第16話 二次会と唐辛子
祭りの喧騒はすっかり消え、商店街は静まり返っていた。
屋台のフランクフルトや飲料の片付けも終わり、深夜のファミレスには、ほんの少しの疲労感と独特の静けさが漂う。
深夜二時過ぎ。
店内の照明の下で、二次会が始まった。
参加者は、屋台片づけを終えた雨露と安藤、そして 宮間とモモコ、さらに厨房での調理を終えたサモン、静かに見守っていた鳩山店長の六人。
文月と笹原は締切に追われ、オーナーの木ノ下は祭りの終わりとともに消えた。
「乾杯!」
安藤が明るく声を上げ、ペットボトルのジュースを掲げる。
モモコも缶チューハイを傾け、笑みを浮かべる。
「……あ、あの……僕、こういうの初めてで……」
宮間は震える手でジュースを持ち、声を小さくする。
雨露は、カウンター席に座り静かに観察する。彼の目には、誰もが微妙に狂気を帯びた瞬間が映っていた。
サモンは唐辛子の瓶を手に取り、にこやかに提案する。
「フランクフルトにちょっとだけ唐辛子を振る、というのはどうですか?」
「や、やめてください……」
宮間の声は微かに震える。
安藤も慌てて「サモンさん!」と止める。
しかし、サモンの笑顔は揺るがない。
「あ、店長もどうです?ピリッと旨味」
鳩山店長は椅子に腰かけ、にこりと笑う。
「ふむ……経験も大事ですね。でも、若者は安全に楽しむべきでしょう」
言葉は優しいが、微妙に説教臭さも漂う。
雨露は心の中で「この人、優しさと狂気の境界が曖昧だ」と淡々と分析した。
二次会は徐々に、フランクフルトのスパイス議論や、唐辛子の罰ゲーム案で盛り上がる。
モモコは缶を掲げながら笑う。
「やっぱり夏は刺激的じゃなくちゃ! 笑いとフランクフルトは人生のスパイスよ!」
宮間は小さくうなずくも、フランクフルトを慎重に口に運ぶ。汗をかきながらも、少しずつ笑顔が出る。
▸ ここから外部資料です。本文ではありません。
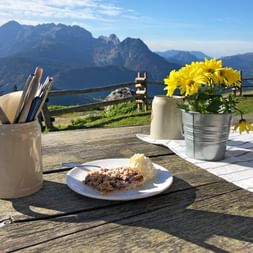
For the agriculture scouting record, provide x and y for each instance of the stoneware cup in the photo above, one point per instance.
(166, 118)
(20, 159)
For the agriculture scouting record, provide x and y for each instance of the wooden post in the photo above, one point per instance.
(141, 93)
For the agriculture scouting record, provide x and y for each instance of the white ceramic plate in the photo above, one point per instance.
(76, 176)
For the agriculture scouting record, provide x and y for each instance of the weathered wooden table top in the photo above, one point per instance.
(198, 213)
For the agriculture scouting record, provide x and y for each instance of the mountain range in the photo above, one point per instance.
(78, 60)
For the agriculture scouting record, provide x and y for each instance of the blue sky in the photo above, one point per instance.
(217, 27)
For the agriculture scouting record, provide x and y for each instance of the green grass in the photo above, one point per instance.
(126, 114)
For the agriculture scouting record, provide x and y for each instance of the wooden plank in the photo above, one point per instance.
(55, 198)
(90, 90)
(87, 145)
(180, 219)
(86, 107)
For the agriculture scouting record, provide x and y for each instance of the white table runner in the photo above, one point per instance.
(237, 167)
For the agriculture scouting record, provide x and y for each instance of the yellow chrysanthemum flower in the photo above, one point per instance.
(171, 82)
(243, 126)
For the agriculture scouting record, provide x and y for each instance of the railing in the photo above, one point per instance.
(48, 115)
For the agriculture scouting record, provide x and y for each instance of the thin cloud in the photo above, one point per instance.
(216, 48)
(59, 10)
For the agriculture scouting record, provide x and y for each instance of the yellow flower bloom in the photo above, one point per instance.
(172, 82)
(243, 126)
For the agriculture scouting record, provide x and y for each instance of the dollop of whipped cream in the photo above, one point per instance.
(143, 165)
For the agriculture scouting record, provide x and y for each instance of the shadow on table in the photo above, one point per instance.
(168, 212)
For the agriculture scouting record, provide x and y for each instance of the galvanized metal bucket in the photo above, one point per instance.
(206, 135)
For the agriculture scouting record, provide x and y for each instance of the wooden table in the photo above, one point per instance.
(199, 213)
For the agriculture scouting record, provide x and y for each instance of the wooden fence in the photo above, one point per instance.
(48, 115)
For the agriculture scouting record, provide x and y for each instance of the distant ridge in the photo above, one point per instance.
(182, 57)
(62, 49)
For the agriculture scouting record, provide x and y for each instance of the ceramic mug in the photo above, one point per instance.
(166, 118)
(20, 159)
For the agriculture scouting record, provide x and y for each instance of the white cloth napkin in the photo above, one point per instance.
(237, 167)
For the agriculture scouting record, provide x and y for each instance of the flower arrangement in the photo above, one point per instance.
(204, 86)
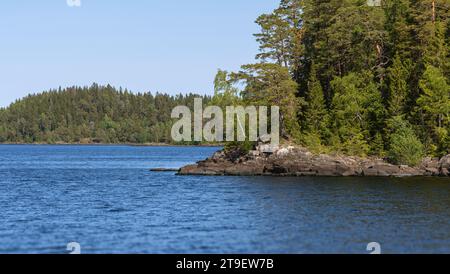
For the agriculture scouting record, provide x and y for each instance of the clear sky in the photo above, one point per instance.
(144, 45)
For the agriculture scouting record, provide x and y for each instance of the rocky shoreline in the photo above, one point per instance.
(297, 161)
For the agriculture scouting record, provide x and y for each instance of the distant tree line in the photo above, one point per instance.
(95, 114)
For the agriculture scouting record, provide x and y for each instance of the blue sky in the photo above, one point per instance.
(143, 45)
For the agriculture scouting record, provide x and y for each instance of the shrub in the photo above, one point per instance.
(404, 147)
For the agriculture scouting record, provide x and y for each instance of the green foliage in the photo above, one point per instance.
(99, 114)
(357, 109)
(271, 85)
(434, 106)
(404, 147)
(398, 77)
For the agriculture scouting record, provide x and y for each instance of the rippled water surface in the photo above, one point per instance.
(106, 199)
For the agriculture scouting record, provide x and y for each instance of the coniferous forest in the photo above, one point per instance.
(95, 114)
(349, 78)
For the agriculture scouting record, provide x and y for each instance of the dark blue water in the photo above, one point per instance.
(104, 198)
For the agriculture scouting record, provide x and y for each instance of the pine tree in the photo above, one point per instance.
(434, 105)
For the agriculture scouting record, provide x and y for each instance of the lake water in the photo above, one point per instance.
(106, 199)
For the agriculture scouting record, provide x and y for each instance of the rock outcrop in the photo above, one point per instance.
(297, 161)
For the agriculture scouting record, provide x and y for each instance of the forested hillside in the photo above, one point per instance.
(356, 79)
(100, 114)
雨露はカウンター席にきた店長とコーヒーで一息付き、穏やかな時間を過ごす。
サモンは唐辛子の瓶をテーブル上で回し、悪戯っぽく笑い。
安藤は全力で止めるが、サモンは全然、聞かない。
モモコはふと、天井を見上げた。
「ねえ、二次会も、悪くないわね」
「そうですね……こういう時間も、悪くないです」
宮間も、やや震えながら小さく答える。
鳩山店長は、微笑みながらその会話を聞いていた。
店内の蛍光灯の下で、笑いと微妙な緊張感が共存する。
二次会は深夜の笑いとフランクフルトの余韻で、ゆっくりと静まっていく。
「さて……そろそろお開きにしましょうか」
「あら残念ね、まだ騒ぎたりないのに」
モモコが最後に缶を置き、文句を言う。
「は、はい……」
宮間はまだ少し緊張気味だが、安心した顔で頷く。
雨露は淡々と片付けを進め、安藤も手伝う。
サモンは厨房に戻り、鳩山店長は静かに席を立つ。
深夜のファミレスは、祭りの熱気も、唐辛子騒動も、魔法少女逃亡劇も、すべてが消えた後の静けさだけが残った。